Acceptance and commitment therapy (ACT) is a cognitive behavioral therapy approach in which you learn to stop avoiding, denying, or struggling with difficult feelings, physical sensations, urges, or thoughts. Instead, you approach your thoughts and feelings with a willingness to feel, openness to listen, and let go. With your increased awareness and distance from your thinking, you can choose a meaningful behavior. Acceptance and commitment therapy aims to increase psychological flexibility by teaching you techniques that support your ability to experience the present moment, allow the experience, and take meaningful action based on your values.
Acceptance and commitment therapy (ACT) uses metaphors, therapeutic paradoxes, and experiential exercises to increase cognitive and behavioral changes. ACT postulates that it is counterproductive to try to control painful emotions, physical sensations, and memories because suppressing those types of feelings can often lead to more distress. In acceptance and commitment therapy, you will use mindfulness, acceptance of your human experience, an understanding of your personal values, and your commitment to making a change to guide the therapeutic process.
Learning to accept difficult thoughts and memories and, at the same time, making incremental changes to problematic behavior, can help you engage in a meaningful life. In acceptance and commitment therapy, you learn to pay attention to how you talk to yourself about traumatic events, difficult relationships, and physical issues. ACT postulates that our language can trap us into suffering. Looking at thoughts and where they started helps to create new patterns and behaviors. We can use these skills to free ourselves and create behaviors in line with our values, to live our best lives, with all our experiences, with self-acceptance.
Renowned psychologist Steven Hayes defines acceptance as “active, nonjudgmental embracing of experience in the here and now.” Mindfulness meditation trains you to allow your thoughts and feelings and stop avoiding pain, both emotional and physical. This strategy can be effective for chronic pain because it cultivates the acceptance of pain that won’t leave your body and helps you find ways to live with meaning and purpose.
You learn to approach your problems in a different way to free yourself from suffering. The goal in ACT is to create flexibility in how you think, freeing yourself from the traps of language. This opens the door for new behaviors. For example, a person with chronic pain may think, “All I feel is pain; I can’t do anything because of this pain.” This statement creates more suffering and prevents living in the moment. By combining mindfulness skills, acceptance, and committed valued actions, you increase your flexibility in thinking and acting. The person with pain may now notice the pain, but they are no longer defined by it or controlled by it.
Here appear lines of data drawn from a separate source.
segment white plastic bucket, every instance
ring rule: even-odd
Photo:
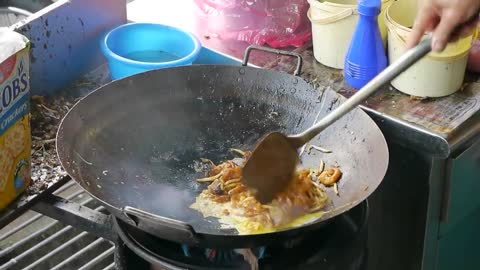
[[[378,16],[384,44],[387,40],[387,28],[383,13],[391,1],[382,0],[382,13]],[[315,59],[328,67],[343,69],[358,22],[357,0],[308,0],[308,3]]]
[[[390,63],[405,51],[405,41],[411,32],[417,7],[417,0],[399,0],[385,13]],[[428,54],[393,80],[393,87],[417,97],[442,97],[455,93],[463,84],[472,37],[448,44],[442,53]]]

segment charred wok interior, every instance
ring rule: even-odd
[[[203,187],[195,164],[228,159],[229,148],[250,149],[269,131],[295,133],[341,102],[304,80],[250,67],[190,66],[114,81],[81,100],[58,132],[67,172],[117,217],[158,237],[203,246],[242,247],[283,241],[358,205],[379,185],[388,150],[375,123],[356,109],[311,143],[334,150],[341,164],[340,196],[320,219],[272,234],[239,236],[190,209]],[[302,166],[318,166],[304,155]],[[123,210],[122,210],[123,209]],[[282,238],[283,237],[283,238]],[[228,239],[228,241],[226,241]]]

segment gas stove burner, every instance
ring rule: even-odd
[[[137,257],[137,264],[138,258],[141,258],[149,265],[155,265],[155,269],[249,270],[256,269],[252,265],[258,264],[260,270],[364,270],[367,221],[368,204],[365,201],[319,230],[307,231],[287,242],[249,249],[179,244],[149,235],[118,219],[115,227],[130,253]]]
[[[235,252],[235,250],[221,250],[216,248],[205,249],[205,257],[215,264],[228,265],[235,261],[243,260],[242,256]]]
[[[217,249],[217,248],[198,248],[190,247],[188,245],[181,245],[183,255],[187,258],[192,258],[192,252],[195,254],[202,254],[210,262],[217,265],[231,265],[245,260],[241,249]],[[259,247],[250,249],[257,260],[261,260],[265,256],[266,247]],[[203,251],[203,252],[202,252]],[[201,255],[200,255],[201,256]]]

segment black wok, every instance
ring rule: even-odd
[[[303,79],[246,66],[186,66],[114,81],[80,100],[57,134],[66,171],[113,215],[157,237],[200,246],[243,247],[282,241],[365,200],[381,183],[388,148],[361,109],[322,132],[313,144],[330,154],[302,155],[302,165],[339,165],[340,196],[320,219],[269,234],[238,235],[189,208],[206,187],[195,161],[218,163],[229,148],[251,149],[270,131],[295,134],[344,100]]]

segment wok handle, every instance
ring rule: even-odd
[[[298,76],[298,75],[300,75],[300,73],[302,71],[303,59],[302,59],[302,56],[300,54],[294,53],[294,52],[288,52],[288,51],[282,51],[282,50],[267,48],[267,47],[262,47],[262,46],[257,46],[257,45],[250,45],[250,46],[247,47],[247,49],[245,50],[245,56],[243,57],[242,66],[247,66],[248,60],[250,60],[250,53],[253,50],[261,51],[261,52],[268,52],[268,53],[273,53],[273,54],[278,54],[278,55],[284,55],[284,56],[296,57],[297,58],[297,67],[295,68],[295,71],[293,72],[293,75]]]
[[[125,206],[124,215],[140,229],[154,230],[157,235],[173,241],[198,243],[193,227],[190,224],[171,218],[161,217],[135,207]]]

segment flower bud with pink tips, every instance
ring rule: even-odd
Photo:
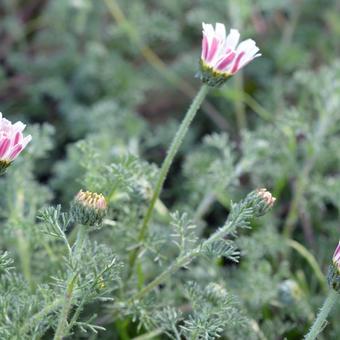
[[[221,86],[253,59],[261,56],[252,39],[239,43],[240,33],[231,29],[226,35],[225,26],[202,23],[203,40],[200,61],[200,78],[209,86]]]
[[[0,112],[0,175],[4,174],[11,163],[20,155],[32,136],[24,137],[26,125],[22,122],[12,124]]]
[[[107,203],[102,194],[80,190],[71,203],[71,215],[76,223],[98,229],[107,212]]]

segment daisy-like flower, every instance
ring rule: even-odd
[[[9,120],[3,118],[0,112],[0,175],[6,171],[32,140],[31,135],[24,137],[25,127],[26,125],[22,122],[12,124]]]
[[[333,264],[338,268],[340,273],[340,241],[333,255]]]
[[[231,29],[226,35],[223,24],[202,24],[203,40],[200,78],[210,86],[221,86],[229,77],[238,72],[254,58],[261,56],[252,39],[239,44],[240,33]]]

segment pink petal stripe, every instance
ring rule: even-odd
[[[208,53],[208,38],[204,35],[202,39],[202,59],[206,60]]]
[[[218,40],[217,38],[213,38],[211,42],[211,46],[209,46],[208,55],[206,59],[207,62],[210,62],[214,58],[217,52],[217,48],[218,48]]]
[[[226,55],[217,65],[216,68],[220,71],[224,71],[226,67],[234,60],[235,52],[231,52]]]
[[[0,158],[3,157],[6,152],[9,149],[9,146],[11,144],[11,141],[9,138],[4,138],[1,142],[0,142]]]
[[[15,158],[18,157],[18,155],[20,154],[20,152],[23,150],[23,147],[21,144],[17,144],[12,150],[11,150],[11,154],[9,155],[9,160],[13,161]]]
[[[334,252],[334,255],[333,255],[333,261],[334,262],[339,262],[340,261],[340,242],[339,242],[338,246],[335,249],[335,252]]]
[[[17,131],[17,133],[14,136],[13,145],[17,145],[21,140],[22,140],[22,133],[20,131]]]
[[[240,65],[241,59],[242,59],[242,57],[243,57],[244,55],[245,55],[245,52],[242,51],[242,52],[236,57],[234,66],[233,66],[233,68],[231,69],[231,73],[232,73],[232,74],[236,73],[236,72],[239,70],[239,65]]]

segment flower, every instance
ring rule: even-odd
[[[102,194],[80,190],[71,204],[71,215],[80,224],[97,227],[103,221],[107,203]]]
[[[32,140],[31,135],[23,136],[25,127],[22,122],[12,124],[0,112],[0,174],[5,172]]]
[[[210,86],[221,86],[229,77],[238,72],[253,59],[261,56],[259,48],[252,39],[238,44],[240,33],[231,29],[226,35],[225,26],[216,23],[202,23],[203,39],[200,61],[200,78]]]
[[[340,272],[340,241],[333,255],[333,264],[338,268],[338,271]]]

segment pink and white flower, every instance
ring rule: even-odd
[[[259,48],[252,39],[239,43],[240,33],[231,29],[226,35],[225,26],[216,23],[202,24],[203,40],[201,65],[212,69],[217,74],[232,76],[253,59],[261,56]]]
[[[31,141],[32,136],[24,137],[26,125],[22,122],[12,124],[0,112],[0,164],[2,167],[12,163]]]
[[[334,255],[333,255],[333,263],[340,271],[340,241],[338,246],[335,249]]]

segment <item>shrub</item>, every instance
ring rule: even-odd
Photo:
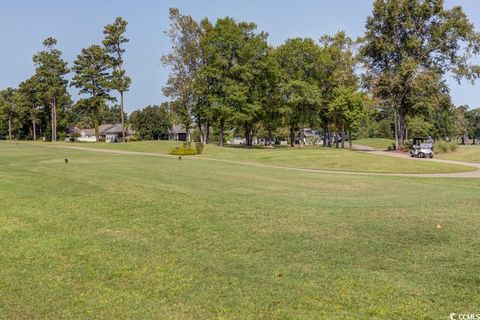
[[[204,145],[202,142],[195,142],[195,152],[197,154],[202,154]]]
[[[447,145],[448,142],[445,142],[445,141],[442,141],[442,140],[439,140],[435,143],[435,153],[446,153],[448,152],[448,145]]]
[[[443,140],[438,140],[435,142],[435,153],[447,153],[454,152],[458,148],[455,142],[446,142]]]
[[[403,152],[408,152],[411,147],[412,147],[412,143],[409,142],[409,141],[406,141],[406,142],[403,144],[403,149],[402,149],[402,151],[403,151]]]
[[[191,156],[196,155],[197,151],[195,148],[192,148],[192,144],[190,142],[184,142],[183,146],[175,147],[170,150],[169,153],[176,156]]]
[[[140,138],[137,137],[136,135],[135,136],[130,136],[127,138],[127,141],[128,142],[136,142],[136,141],[140,141]]]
As you learn to observe, rather than be attached to, your thoughts, emotions, and physical sensations, you begin to see a different path forward. In acceptance and commitment therapy, you increase your self-awareness and develop a deeper understanding of your situation. You then commit to letting go of struggling or avoiding discomfort. The ultimate goal of ACT is the development of psychological flexibility by practicing mindfulness, willingness, and values-based living. Once you practice these skills, you will learn to live your life with self-acceptance, openness, and the power to choose the type of life you want to live.